Rothman believes there are options to make housing more attainable, such as tax rebates or incentives, although he wonders whether the free-market ethos of Southern Nevada would ever allow that.

"We've been sitting here watching the goose lay the golden egg for a long time, and if we don't do something about it, we're going to strangle the goose. The truth is if we stop growth, we will trash the economy," Rothman says.

A nice place, but ...

Teacher Dorman first visited Las Vegas a year ago. His younger brother is a regular vacationer on the Strip, and the elder Dorman figured he would tag along. He'd considered a move since his divorce. Dorman has custody of his 16-year-old daughter, and he was seeking to earn more than the $32,000 a year he was making in Oklahoma.

The booming Clark County School District looked like a good alternative for the special education teacher.

"They really need people like me," Dorman says from his Oklahoma home. "Believe me, they're looking under rocks to find enough special ed teachers, math and science teachers."

He interviewed with the school district and was offered the job at Von Tobel. Dorman visited the valley three times in search of a home. An apartment wasn't an option, but he lacked the down payment to buy a house so he searched for a rental.

"It didn't have to be anything fancy, just a little house in a decent neighborhood," he says.
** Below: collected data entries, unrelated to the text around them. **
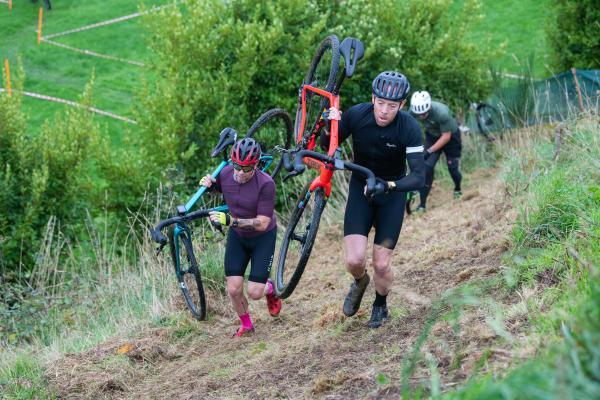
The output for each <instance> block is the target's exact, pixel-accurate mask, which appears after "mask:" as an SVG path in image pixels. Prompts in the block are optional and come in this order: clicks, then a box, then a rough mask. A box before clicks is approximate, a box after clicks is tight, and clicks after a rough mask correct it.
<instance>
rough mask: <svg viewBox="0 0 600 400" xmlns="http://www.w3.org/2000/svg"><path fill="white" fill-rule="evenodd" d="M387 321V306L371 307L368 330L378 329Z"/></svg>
mask: <svg viewBox="0 0 600 400" xmlns="http://www.w3.org/2000/svg"><path fill="white" fill-rule="evenodd" d="M387 320H388V314H387V306H373V311H371V319H370V320H369V323H368V324H367V326H368V327H369V328H379V327H380V326H381V325H383V324H384V322H386V321H387Z"/></svg>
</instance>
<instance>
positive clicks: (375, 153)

Dorman found a small rental home in Summerlin. But he couldn't afford the $1,200- or $1,300-a-month rent. Back home he paid $750 a month for three bedrooms in a duplex.
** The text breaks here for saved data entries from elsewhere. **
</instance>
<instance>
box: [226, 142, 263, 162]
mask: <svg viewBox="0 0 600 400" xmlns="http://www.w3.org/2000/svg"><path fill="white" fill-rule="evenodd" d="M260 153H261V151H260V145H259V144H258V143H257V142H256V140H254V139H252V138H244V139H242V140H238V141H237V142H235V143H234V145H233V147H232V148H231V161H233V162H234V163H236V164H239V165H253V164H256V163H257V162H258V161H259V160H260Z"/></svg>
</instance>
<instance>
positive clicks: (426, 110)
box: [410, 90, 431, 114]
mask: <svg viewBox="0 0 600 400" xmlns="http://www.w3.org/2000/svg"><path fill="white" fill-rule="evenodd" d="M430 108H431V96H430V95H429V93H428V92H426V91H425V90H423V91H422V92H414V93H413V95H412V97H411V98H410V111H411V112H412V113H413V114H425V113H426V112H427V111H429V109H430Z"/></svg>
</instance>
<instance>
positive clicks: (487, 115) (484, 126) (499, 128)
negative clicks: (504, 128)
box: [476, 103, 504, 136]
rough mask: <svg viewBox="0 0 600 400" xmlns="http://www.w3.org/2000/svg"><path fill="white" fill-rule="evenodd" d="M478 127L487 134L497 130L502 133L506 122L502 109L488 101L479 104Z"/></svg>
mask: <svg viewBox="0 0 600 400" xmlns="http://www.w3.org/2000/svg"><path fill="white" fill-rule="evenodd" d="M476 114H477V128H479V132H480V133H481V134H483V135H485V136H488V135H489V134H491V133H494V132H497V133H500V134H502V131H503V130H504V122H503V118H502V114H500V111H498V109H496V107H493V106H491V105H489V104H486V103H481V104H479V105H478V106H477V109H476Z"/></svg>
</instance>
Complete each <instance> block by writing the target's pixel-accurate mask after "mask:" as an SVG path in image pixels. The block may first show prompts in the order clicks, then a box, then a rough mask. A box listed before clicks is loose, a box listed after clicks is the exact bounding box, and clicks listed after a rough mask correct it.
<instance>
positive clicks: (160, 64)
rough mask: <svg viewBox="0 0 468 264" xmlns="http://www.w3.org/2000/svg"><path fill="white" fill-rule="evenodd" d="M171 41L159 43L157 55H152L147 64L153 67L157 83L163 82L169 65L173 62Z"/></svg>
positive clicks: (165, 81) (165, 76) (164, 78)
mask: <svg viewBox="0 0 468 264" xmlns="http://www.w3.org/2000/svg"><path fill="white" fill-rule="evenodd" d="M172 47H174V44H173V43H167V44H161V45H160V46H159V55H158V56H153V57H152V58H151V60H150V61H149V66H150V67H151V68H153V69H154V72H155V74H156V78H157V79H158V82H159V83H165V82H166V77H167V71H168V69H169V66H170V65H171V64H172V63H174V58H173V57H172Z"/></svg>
"The big difference between here and going to Las Vegas was I would get a pretty good raise in pay, but it would all be consumed in what I paid for rent or bought," he says. "So right now, I couldn't see putting my daughter through the move. Las Vegas, I think, would be a nice place to live, but not if you have no money to do anything."

Questions but no answers

The school district's Rice has thought of convening an informal group of homebuilders, apartment owners and mortgage lenders to devise a plan that would create more affordable housing for teachers.

Maybe one of every 20 new homes in a subdivision could be set aside for teachers at a discounted price. Maybe lenders could provide lower interest rates or specialized mortgages.

An unknown number of Clark County teachers already participates in a federal Housing and Urban Development program that helps them purchase houses in distressed neighborhoods for as much as 50 percent off a home's list price.

"My hope is there will be people in those organizations who care about the community and will be willing to put the community at least partially ahead of their other values," Rice says of local builders.

The school district could even float a bond measure to build apartments for teachers. For now, the district works with a company to find apartments and roommates for financially strapped teachers.

When asked what school district administrators should do to close the growing gap between wages and housing prices, Dorman sounded much like Rice. He had more questions than answers.

"I don't know what the district's going to do about it. I don't know what they can do about it," he says.